Civil disobedience

Civil disobedience is the active, and professed refusal of a citizen to obey certain laws, demands, orders or commands of a government (or any other authority). By some definitions, civil disobedience has to be nonviolent to be called "civil". Hence, civil disobedience is sometimes equated with peaceful protests or nonviolent resistance.[1][2] Henry David Thoreau's essay Resistance to Civil Government, published posthumously as Civil Disobedience, popularized the term in the US, although the concept itself has been practiced longer before.

Various forms of civil disobedience have been used by prominent activists such as American women's suffrage leader Susan B. Anthony in the late 19th century, Egyptian nationalist Saad Zaghloul during the 1910s, and Indian nationalist Mahatma Gandhi in 1920s British India as part of his leadership of the Indian independence movement. Martin Luther King Jr.'s and James Bevel's peaceful nonviolent protests during the civil rights movement in the 1960s United States sometimes contained important aspects of civil disobedience. Although civil disobedience is rarely justifiable in court,[3] King regarded civil disobedience to be a display and practice of reverence for law: "Any man who breaks a law that conscience tells him is unjust and willingly accepts the penalty by staying in jail to arouse the conscience of the community on the injustice of the law is at that moment expressing the very highest respect for the law."[4]

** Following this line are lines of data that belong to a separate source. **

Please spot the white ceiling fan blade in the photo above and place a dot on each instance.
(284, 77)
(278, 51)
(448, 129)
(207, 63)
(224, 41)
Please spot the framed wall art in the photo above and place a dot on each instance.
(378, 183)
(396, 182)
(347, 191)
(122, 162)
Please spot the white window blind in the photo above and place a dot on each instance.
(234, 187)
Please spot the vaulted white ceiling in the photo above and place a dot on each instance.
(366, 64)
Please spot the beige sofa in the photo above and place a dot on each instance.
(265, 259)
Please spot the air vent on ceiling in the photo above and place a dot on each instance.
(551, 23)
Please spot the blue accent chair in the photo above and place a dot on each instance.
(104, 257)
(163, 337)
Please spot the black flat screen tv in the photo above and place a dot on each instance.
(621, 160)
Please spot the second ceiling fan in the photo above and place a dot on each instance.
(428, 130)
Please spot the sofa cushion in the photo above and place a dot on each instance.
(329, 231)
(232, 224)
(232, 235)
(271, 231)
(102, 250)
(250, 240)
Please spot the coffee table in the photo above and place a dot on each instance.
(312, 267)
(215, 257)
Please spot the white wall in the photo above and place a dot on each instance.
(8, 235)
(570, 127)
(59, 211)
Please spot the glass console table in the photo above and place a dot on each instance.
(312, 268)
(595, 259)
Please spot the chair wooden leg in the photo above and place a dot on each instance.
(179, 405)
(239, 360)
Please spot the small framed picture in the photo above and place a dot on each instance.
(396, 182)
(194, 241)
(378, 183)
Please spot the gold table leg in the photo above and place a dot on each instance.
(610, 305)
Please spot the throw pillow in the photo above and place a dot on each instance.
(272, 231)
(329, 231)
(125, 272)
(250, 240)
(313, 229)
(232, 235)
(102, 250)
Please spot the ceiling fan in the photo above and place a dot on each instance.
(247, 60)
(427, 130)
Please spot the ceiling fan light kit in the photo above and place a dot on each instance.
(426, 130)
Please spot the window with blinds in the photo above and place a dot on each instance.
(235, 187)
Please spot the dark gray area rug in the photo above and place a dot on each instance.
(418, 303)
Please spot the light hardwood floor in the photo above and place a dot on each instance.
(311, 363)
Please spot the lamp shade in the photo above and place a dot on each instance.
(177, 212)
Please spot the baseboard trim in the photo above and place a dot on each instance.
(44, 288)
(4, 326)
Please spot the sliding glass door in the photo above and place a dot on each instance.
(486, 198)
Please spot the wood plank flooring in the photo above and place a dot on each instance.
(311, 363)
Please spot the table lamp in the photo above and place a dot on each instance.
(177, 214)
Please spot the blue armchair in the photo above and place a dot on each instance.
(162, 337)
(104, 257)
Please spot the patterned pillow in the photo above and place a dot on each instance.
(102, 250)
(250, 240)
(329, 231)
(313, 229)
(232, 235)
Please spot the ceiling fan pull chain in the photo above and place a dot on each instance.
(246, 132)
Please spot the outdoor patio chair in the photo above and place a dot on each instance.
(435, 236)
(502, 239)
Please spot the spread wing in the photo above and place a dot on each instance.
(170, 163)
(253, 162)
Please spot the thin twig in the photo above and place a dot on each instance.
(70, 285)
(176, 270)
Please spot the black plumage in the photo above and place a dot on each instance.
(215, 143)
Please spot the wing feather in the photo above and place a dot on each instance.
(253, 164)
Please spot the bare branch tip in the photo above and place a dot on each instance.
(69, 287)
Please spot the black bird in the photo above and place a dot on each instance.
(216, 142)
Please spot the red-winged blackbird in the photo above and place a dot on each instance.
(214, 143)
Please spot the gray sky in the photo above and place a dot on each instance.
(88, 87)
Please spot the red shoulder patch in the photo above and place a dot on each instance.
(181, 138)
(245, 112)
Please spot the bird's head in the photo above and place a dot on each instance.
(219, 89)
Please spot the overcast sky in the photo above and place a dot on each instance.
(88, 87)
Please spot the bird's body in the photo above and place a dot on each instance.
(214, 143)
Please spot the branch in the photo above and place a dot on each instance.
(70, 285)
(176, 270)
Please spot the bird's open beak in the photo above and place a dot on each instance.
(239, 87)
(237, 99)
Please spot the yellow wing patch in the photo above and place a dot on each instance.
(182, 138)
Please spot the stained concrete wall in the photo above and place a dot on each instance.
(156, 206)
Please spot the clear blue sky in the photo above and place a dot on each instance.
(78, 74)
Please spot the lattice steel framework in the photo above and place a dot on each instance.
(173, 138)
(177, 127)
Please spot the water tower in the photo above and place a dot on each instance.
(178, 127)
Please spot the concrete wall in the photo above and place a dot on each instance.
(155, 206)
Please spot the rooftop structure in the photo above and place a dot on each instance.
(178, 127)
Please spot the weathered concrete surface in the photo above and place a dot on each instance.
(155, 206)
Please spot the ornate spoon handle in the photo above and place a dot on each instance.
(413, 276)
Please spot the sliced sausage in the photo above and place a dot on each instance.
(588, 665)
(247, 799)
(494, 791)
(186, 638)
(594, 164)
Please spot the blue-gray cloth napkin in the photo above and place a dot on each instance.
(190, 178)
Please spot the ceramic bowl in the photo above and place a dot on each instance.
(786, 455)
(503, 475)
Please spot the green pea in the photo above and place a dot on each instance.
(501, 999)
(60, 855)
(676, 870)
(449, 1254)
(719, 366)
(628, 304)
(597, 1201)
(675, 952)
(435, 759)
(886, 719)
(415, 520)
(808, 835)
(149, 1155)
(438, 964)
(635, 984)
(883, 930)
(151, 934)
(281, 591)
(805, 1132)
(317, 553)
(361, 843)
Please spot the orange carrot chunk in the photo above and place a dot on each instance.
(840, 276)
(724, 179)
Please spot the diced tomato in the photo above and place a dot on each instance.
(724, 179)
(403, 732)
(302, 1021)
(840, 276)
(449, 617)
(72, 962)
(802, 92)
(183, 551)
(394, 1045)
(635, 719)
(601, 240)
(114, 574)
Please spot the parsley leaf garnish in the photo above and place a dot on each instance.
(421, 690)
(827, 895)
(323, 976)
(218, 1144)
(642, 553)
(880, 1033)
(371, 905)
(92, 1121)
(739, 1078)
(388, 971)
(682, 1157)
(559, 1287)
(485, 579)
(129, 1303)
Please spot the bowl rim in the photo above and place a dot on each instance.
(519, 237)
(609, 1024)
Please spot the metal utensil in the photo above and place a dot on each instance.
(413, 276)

  1. ^ Violent Civil Disobedience and Willingness to Accept Punishment, vol. 8, Essays in Philosophy, June 2007, archived from the original on 13 June 2010, retrieved 12 March 2015
  2. ^ John Morreall (1976), "The justifiability of violent civil disobedience", Canadian Journal of Philosophy, 6 (1): 35–47, doi:10.1080/00455091.1976.10716975, JSTOR 40230600, S2CID 152691269
  3. ^ Steven L. Emanuel (January 2007), Criminal Law, Aspen, ISBN 9780735558182
  4. ^ Brooks, Ned. "Meet The Press: Martin Luther King, Jr. on the Selma March". NBC Learn. NBCUniversal Media. Archived from the original on 5 July 2018. Retrieved 22 November 2017.